Investor’s Business Daily: Hold The Whole Team Accountable To Gain Top Results

By Steve Watkins


Hold people accountable for doing what you need from them. It’ll help your firm achieve better results and enable you to quickly find problems and determine how to solve them.

Set the stage. Several years ago, Phil Hildebrandt, CEO of Chicago-based investment management firm Segall Bryant & Hamill, noticed one of his employees didn’t do his job effectively. Managers merely had others pick up the slack. He knew it was time to put an accountability plan in place to combat that. “It actually weakened two positions: that person’s position and the person who had to do the extra work,” he told IBD.

Make the connection. Hildebrandt started changing the culture by tying bonuses to performance reviews. Sounds simple.

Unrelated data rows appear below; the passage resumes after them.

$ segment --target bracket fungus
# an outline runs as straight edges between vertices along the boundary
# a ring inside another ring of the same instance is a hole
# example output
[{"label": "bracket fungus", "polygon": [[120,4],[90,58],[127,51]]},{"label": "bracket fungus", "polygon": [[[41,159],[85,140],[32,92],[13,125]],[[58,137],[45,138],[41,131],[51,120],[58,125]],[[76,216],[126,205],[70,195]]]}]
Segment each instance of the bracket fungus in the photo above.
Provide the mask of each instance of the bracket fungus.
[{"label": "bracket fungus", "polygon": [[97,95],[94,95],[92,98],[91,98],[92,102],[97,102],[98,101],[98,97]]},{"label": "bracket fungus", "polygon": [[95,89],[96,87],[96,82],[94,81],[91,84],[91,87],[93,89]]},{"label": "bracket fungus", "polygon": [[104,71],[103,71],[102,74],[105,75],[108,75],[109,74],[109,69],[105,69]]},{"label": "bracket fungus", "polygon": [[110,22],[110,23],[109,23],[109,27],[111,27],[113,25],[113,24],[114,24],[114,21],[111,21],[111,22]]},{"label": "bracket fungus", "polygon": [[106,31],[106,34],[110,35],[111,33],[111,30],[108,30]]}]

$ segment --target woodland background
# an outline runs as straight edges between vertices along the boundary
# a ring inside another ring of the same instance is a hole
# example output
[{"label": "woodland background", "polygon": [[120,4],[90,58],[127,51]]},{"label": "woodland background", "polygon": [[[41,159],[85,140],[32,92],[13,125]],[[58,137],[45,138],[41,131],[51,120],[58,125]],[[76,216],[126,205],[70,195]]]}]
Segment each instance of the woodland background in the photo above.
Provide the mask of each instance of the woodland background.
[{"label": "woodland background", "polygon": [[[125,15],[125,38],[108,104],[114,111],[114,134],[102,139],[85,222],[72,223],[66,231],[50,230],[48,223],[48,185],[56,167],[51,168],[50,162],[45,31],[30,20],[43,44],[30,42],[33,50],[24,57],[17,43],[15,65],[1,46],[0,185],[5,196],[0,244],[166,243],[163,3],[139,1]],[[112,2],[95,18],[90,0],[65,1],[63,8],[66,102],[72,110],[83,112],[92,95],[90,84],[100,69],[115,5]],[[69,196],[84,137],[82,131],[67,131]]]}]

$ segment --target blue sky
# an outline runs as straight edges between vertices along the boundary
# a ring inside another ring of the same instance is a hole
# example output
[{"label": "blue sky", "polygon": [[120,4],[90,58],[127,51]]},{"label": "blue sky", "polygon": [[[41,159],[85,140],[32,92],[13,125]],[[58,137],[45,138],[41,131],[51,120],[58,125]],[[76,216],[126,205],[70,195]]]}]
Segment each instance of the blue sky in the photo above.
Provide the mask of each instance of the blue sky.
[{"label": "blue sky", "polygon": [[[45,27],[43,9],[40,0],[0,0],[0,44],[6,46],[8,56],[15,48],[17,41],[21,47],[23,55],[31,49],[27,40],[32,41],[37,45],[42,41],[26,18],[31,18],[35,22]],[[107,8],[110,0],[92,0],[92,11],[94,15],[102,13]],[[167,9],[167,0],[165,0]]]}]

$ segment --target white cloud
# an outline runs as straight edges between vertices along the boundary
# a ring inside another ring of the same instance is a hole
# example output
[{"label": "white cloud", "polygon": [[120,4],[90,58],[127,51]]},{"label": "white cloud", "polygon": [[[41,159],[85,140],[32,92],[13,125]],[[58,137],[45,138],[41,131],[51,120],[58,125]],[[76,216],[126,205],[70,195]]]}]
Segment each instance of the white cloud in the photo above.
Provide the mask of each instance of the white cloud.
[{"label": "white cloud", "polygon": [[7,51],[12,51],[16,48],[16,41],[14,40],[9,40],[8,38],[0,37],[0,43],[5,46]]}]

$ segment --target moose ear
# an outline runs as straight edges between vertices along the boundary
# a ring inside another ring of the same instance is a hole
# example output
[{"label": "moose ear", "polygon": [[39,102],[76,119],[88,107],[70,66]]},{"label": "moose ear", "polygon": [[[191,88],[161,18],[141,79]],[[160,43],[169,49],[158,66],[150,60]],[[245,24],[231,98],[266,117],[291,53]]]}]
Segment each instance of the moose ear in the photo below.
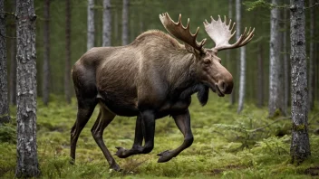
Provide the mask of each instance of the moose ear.
[{"label": "moose ear", "polygon": [[195,55],[199,54],[199,52],[198,50],[194,49],[192,46],[188,45],[188,43],[185,43],[185,49],[189,53],[193,53]]}]

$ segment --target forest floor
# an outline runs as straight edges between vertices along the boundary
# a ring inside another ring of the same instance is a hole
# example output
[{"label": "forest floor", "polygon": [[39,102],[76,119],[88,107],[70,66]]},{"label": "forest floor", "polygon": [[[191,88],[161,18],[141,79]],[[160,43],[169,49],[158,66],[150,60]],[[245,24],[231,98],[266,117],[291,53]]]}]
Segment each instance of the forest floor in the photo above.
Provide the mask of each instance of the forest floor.
[{"label": "forest floor", "polygon": [[[181,145],[183,136],[171,118],[156,121],[155,147],[148,155],[126,159],[114,156],[123,172],[109,169],[91,134],[98,114],[82,130],[75,165],[69,164],[70,129],[76,117],[76,101],[67,105],[52,96],[49,107],[39,99],[37,110],[38,159],[41,178],[312,178],[319,177],[319,109],[309,114],[312,157],[292,165],[289,155],[291,119],[267,118],[267,108],[246,104],[241,115],[227,99],[210,95],[201,107],[193,99],[190,107],[193,145],[167,163],[157,163],[157,154]],[[13,121],[15,108],[11,108]],[[115,146],[130,148],[135,118],[116,117],[104,131],[112,154]],[[15,122],[0,127],[0,178],[14,178]]]}]

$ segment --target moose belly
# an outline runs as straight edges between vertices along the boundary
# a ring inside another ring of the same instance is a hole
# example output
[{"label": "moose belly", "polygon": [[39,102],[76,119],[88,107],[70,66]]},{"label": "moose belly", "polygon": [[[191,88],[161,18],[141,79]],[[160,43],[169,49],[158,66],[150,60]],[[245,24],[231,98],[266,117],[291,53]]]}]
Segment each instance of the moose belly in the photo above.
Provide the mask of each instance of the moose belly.
[{"label": "moose belly", "polygon": [[99,93],[97,96],[99,103],[102,107],[107,108],[111,112],[123,117],[134,117],[139,114],[134,99],[125,96],[106,95],[106,93]]},{"label": "moose belly", "polygon": [[179,100],[175,103],[167,102],[156,112],[156,118],[160,118],[169,115],[175,116],[182,114],[188,108],[189,104],[190,99]]}]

But the firm previously gave reviews that could be negative, even as it doled out bonuses. That sent mixed messages. “It was a big change,” he said. “Compensation is probably the most direct form of accountability. I believe actions speak louder than words.”

It’s a necessity. When people are accountable for doing their jobs and keeping promises, others trust them. Apply that to customers. When they trust your company, they’ll spend more, says Steven Overman, president of the consumer and film division of Rochester, N.Y.-based Eastman Kodak (NYSE:KODK).

“Accountability is a business requirement,” he said. “There’s a monetized value you can place on trust. If a company is trusted, it’s far easier to cross-sell or up-sell.”

Fix your target. ‘Accountability’ has taken on a vague, buzzword-like quality over the years, so you’ll need to clearly state to whom people need to be accountable.

Tell employees they need to be accountable to co-workers and customers to do what they promised, says Overman, author of “The Conscience Economy.”

“Today we’re more accountable than ever before because our actions impact more people than ever before,” he said.

Lay it out. Give employees a set of duties. Early on at Segall Bryant & Hamill, the firm hired one person for multiple jobs on a few occasions. Those people had several bosses. It didn’t work. Now it states a specific role for each employee. “That allows you to get to the bottom of things if there’s a problem and gives you a clear idea of what’s expected of people,” Hildebrandt said.

Give straight talk. Hildebrandt communicates plainly and directly to his people and to clients.

He tells clients exactly how the firm’s investments performed, even if the results were weak.

Talk it through. Communicate as much as possible. When you state what you expect, others know the bar they need to vault.

“That increases understanding and empathy,” Overman said.

Measure it. Nothing persuades a business to change like hard data. Measure performance and hold people accountable for it. “Fact-based organizations tend to have more accountability,” Overman said. “It does motivate people to step up. Shame can be motivating.”

Stay consistent. “I’m a huge believer that with employee reviews, there should be very little surprise,” Hildebrandt said. “It really shouldn’t get to the point of waiting a year to tell where you’re falling down or doing well. That’s critically important.”

Show the impact. Tell people how actions affect others, Overman says. If you know that turning in an expense report late makes the accounting staff’s job harder, you’ll be more likely to hit your deadline. “I think people are naturally good and tend to do the right thing when they understand the effects of their actions,” he said.